Agoodle: GDAL + numpy

Access raster datasets through GDAL as numpy arrays. Perform polygon querires on raster datasets.

Author

Brent Pedersen (brentp), Josh Livni (jlivni)

Email

[email protected]

License

MIT

Summary

There are 2 use cases for AGoodle.

  1. you want to access raster data as a numpy array. This is very powerful and gives you all of the power of numpy on your raster data. So you can do things like count the number of raster cells of a give class, mask values, or perform general calculations.
  2. you want to query raster data with a polygon. That is, you have a polygon and want a summary of the various cells falling within that raster. This is encapsulated in a single method in AGoodle: AGoodle.summarize_wkt. see example below.
>>> from agoodle import AGoodle
>>> g = AGoodle('agoodle/tests/data/z.tif')
>>> g.raster_info.extent
(-13249847.854555907, 4515032.8277741019, -13181883.342945984, 4598109.0017419849)

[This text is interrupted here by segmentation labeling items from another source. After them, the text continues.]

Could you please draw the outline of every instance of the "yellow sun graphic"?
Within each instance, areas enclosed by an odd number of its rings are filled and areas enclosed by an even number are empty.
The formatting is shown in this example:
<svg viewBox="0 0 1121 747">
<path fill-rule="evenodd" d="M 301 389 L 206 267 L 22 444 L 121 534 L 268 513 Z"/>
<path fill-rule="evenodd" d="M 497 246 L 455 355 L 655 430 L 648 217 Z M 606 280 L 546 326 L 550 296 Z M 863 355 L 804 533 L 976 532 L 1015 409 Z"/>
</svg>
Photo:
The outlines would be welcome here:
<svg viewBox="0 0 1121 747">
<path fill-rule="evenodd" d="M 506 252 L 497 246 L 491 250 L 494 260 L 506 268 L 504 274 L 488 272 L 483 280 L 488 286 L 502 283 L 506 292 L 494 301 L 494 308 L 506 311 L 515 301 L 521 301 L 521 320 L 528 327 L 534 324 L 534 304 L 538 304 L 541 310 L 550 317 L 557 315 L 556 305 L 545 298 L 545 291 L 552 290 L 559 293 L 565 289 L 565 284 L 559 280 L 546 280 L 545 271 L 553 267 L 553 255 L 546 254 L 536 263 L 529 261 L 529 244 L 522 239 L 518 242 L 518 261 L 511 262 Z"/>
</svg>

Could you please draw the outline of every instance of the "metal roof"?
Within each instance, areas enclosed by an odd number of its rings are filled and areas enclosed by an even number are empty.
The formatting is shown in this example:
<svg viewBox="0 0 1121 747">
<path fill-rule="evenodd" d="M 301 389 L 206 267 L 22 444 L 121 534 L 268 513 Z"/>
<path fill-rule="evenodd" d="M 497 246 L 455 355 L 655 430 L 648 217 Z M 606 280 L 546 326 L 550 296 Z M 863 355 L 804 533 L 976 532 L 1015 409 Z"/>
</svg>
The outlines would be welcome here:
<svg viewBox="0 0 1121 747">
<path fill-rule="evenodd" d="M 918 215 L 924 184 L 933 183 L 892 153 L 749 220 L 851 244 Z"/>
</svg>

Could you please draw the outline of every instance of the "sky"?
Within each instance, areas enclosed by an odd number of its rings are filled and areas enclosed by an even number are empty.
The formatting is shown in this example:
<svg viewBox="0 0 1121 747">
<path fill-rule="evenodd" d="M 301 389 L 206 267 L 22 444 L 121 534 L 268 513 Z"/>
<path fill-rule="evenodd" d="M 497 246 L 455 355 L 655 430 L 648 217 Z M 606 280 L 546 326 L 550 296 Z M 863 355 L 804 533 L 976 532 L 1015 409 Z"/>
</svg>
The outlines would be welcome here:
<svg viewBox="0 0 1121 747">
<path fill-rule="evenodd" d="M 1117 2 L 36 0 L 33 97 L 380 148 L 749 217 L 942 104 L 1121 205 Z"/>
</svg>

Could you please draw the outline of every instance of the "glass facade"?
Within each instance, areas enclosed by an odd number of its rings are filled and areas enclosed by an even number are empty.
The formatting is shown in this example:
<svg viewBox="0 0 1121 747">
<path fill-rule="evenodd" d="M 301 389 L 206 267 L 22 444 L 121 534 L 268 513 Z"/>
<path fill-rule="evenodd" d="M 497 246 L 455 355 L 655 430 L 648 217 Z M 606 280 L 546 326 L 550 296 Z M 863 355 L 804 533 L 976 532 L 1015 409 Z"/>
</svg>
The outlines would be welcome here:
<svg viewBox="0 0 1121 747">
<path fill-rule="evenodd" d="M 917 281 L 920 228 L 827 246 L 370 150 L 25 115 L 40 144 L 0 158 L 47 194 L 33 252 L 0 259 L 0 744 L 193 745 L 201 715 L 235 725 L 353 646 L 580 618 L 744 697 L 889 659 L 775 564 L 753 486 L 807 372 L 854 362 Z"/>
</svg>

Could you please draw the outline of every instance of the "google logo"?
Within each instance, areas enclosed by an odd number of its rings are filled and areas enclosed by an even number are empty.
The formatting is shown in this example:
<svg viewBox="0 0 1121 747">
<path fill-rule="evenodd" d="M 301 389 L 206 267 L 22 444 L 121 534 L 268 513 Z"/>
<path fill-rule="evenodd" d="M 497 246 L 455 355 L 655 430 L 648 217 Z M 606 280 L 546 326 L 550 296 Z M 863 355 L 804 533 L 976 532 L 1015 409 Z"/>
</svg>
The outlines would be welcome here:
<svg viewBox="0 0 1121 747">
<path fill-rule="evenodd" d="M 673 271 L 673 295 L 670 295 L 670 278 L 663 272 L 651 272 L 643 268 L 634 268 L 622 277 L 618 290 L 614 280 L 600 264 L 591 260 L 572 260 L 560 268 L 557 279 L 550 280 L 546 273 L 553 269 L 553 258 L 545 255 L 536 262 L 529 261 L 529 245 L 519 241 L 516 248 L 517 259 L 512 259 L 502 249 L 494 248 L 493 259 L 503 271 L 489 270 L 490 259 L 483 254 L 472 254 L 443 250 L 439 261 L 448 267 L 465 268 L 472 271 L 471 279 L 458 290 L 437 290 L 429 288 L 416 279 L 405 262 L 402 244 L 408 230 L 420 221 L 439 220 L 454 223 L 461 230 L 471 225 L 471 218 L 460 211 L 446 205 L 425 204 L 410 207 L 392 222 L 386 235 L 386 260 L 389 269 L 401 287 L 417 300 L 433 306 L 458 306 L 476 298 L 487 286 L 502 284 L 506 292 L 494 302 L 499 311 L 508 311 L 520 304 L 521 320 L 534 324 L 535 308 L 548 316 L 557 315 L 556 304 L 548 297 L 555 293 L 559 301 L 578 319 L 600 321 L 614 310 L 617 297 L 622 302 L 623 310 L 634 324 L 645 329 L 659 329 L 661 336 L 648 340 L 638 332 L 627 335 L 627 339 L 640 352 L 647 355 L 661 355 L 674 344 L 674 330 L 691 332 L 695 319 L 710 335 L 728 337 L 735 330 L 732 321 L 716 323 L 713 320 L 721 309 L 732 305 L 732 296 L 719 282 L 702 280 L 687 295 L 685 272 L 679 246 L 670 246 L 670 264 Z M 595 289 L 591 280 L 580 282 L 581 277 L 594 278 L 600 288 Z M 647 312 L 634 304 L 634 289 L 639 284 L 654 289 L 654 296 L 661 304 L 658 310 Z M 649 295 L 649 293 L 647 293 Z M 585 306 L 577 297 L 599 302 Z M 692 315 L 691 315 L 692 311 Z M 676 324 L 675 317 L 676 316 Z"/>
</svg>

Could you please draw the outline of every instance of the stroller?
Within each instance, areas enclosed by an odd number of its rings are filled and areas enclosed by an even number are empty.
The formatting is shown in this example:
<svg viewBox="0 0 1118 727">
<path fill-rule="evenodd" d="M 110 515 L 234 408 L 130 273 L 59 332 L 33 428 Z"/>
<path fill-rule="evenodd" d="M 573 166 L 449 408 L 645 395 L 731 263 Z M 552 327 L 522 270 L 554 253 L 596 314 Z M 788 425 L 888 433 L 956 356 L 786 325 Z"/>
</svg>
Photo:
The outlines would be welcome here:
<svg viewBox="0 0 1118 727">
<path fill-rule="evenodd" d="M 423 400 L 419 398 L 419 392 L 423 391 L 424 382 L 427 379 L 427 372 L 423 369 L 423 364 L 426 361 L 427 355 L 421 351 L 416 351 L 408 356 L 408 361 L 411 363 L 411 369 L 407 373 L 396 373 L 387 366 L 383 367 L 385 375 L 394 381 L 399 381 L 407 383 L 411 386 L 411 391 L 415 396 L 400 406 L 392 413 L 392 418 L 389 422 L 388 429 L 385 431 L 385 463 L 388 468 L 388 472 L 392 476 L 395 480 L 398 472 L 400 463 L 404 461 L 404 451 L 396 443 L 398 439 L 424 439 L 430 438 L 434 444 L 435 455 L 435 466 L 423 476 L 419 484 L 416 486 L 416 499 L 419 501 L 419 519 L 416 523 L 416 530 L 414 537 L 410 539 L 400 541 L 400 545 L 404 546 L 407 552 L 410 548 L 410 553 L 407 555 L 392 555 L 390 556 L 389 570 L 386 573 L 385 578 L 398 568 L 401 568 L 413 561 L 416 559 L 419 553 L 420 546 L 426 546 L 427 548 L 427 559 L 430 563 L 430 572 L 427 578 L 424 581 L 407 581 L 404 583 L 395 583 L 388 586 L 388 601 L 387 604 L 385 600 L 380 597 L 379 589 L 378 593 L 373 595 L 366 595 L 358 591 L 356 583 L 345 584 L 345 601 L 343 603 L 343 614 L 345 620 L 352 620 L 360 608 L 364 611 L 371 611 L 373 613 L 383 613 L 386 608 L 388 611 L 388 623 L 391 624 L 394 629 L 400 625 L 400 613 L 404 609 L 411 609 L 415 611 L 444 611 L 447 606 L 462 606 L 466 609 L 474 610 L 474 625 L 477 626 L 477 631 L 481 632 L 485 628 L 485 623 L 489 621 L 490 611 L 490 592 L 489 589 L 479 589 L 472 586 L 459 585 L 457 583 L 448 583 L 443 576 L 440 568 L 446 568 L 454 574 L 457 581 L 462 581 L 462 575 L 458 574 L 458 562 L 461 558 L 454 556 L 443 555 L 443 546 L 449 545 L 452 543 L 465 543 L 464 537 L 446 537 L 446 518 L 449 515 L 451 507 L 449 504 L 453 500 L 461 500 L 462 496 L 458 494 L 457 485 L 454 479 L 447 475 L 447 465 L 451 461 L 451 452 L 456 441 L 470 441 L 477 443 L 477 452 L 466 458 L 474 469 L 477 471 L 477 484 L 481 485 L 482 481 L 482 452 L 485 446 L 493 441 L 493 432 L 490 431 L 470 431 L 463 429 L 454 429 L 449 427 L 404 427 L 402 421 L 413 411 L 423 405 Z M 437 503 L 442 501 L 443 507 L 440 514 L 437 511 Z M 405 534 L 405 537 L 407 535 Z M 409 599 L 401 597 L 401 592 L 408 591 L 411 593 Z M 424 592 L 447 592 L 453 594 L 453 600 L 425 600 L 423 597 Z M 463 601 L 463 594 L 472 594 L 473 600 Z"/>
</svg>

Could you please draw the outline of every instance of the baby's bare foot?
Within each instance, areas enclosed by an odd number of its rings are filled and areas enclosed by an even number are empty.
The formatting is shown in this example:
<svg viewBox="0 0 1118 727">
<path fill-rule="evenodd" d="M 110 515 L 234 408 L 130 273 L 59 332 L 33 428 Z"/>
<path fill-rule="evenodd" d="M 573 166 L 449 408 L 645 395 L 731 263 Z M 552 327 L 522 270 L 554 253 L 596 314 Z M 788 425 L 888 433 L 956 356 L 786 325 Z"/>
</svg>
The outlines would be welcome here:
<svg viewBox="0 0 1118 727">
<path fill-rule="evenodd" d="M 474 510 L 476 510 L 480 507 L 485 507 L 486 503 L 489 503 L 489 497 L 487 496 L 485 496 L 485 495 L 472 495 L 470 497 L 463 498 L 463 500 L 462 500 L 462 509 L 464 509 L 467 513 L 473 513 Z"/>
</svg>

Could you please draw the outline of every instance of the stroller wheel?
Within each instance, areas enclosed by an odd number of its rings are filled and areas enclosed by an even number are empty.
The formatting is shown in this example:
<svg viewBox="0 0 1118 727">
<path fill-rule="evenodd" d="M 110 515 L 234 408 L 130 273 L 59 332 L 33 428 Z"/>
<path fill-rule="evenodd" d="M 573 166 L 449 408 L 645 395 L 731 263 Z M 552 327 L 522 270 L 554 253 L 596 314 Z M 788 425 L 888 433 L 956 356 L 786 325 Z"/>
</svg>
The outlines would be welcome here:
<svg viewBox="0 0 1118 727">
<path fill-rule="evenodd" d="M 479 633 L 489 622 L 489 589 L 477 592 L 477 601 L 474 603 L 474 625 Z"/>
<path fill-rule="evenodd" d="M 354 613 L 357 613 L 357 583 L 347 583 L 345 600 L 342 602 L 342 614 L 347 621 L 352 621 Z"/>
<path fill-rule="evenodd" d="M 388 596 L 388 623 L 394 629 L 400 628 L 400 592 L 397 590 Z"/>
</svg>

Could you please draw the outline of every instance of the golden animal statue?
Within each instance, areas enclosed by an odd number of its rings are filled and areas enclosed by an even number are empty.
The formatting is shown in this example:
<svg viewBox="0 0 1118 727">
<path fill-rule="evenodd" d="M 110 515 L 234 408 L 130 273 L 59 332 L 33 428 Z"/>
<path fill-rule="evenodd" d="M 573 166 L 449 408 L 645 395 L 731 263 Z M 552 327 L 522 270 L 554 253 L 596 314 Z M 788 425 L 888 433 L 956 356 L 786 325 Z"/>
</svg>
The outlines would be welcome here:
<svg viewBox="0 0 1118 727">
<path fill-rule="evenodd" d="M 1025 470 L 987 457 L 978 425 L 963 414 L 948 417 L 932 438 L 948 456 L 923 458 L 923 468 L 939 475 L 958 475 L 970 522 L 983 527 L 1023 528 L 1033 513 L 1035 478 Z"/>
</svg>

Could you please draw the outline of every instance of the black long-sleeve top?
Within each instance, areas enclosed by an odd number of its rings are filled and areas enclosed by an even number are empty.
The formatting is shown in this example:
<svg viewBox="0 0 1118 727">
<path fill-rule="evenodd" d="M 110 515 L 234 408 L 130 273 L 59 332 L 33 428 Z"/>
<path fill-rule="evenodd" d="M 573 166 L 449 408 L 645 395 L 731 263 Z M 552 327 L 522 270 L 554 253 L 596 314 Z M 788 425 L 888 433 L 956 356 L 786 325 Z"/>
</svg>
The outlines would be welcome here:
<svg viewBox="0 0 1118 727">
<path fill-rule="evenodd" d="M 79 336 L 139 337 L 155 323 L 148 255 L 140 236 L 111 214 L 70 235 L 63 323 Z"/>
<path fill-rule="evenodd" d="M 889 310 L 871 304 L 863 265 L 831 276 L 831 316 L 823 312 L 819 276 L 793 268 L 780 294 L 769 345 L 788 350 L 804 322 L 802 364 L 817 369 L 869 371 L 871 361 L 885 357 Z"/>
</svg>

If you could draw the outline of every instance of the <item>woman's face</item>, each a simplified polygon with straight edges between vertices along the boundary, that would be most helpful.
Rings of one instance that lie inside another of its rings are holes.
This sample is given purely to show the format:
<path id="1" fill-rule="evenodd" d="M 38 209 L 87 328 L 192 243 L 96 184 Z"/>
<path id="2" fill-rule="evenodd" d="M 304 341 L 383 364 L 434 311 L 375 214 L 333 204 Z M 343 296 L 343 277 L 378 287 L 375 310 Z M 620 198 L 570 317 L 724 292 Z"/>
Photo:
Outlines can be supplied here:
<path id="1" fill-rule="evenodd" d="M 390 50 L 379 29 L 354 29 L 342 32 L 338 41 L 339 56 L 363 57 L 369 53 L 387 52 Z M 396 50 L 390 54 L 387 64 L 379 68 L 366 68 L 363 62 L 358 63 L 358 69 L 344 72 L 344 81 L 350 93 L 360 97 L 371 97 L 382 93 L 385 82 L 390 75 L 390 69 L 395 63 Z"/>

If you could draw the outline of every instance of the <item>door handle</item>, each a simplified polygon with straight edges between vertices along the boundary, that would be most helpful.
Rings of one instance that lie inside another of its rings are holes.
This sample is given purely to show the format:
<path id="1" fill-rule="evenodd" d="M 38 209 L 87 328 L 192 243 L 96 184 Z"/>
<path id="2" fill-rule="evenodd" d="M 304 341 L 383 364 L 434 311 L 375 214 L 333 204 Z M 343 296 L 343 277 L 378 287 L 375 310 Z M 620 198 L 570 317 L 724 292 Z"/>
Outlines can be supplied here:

# you'll more likely get wkt from an openlayers query or shapely.
>>> wkt = """POLYGON ((-13249847.8545559067279100 4564878.5321548320353031, -13236254.9522339217364788 4581493.7669484084472060, -13222662.0499119367450476 4598109.0017419848591089, -13209069.1475899536162615 4515032.8277741018682718, -13195476.2452679686248302 4531648.0625676782801747, -13181883.3429459836333990 4548263.2973612546920776, -13249847.8545559067279100 4564878.5321548320353031))"""

>>> summary = g.summarize_wkt(wkt)

# now summary is a dict of raster-class => area. where the sum of the areas
# is about equal to the area of the wkt query polygon.

>>> import pprint
>>> pprint.pprint(summary)
{11: 2006769.8807835164,
 21: 4002006.6013326449,
 22: 846245.6321982214,
 23: 25949.610527373057,
 31: 6582551.2037769658,
 41: 5512850.5920374766,
 42: 344535862.26199067,
 43: 1069700.6117394895,
 52: 967202533.44642437,
 71: 19593397.593195956,
 81: 707847.70938556513,
 82: 126864.76257826829,
 90: 2145167.8035961729,
 95: 44690.995908253601}

summary_wkt is the workhorse, it can also accept the kwarg of wkt_epsg, if you are specifying WKT in a projection that is different from the raster which is being queried. The units returned in the summary are always those of the raster being queried. Generally, you will want to convert the keys in summary to their human readable names.

Installation

Requirements

  1. GDAL configure with --with-python to enable python bindings.
  2. numpy
  3. matplotlib

Agoodle

get agoodle, run tests, install:

git clone http://github.com/brentp/agoodle/
cd agoodle
python setup.py install

Usage

See Summary and landsummary demo where you can query a raster dataset by drawing a polygon on an openlayers map. Generally, you'll grab an array, mask it to a polygon, then query it. The following is generated from the example script included in the agoodle repo. (colors are different between top, bottom because matplotlib is automatically choosing the colors.) In the bottom figure, blue values are masked.

image

Development

please fork, patch, document, contribute.

Note

There are some major rounding issues at the edges, so if your query polygon is small compared to the size of the raster, the result will not be very accurate. This is something someone could fix with some thinking, I just haven't had the time or inclination. For large polygon queries, it won't make a difference.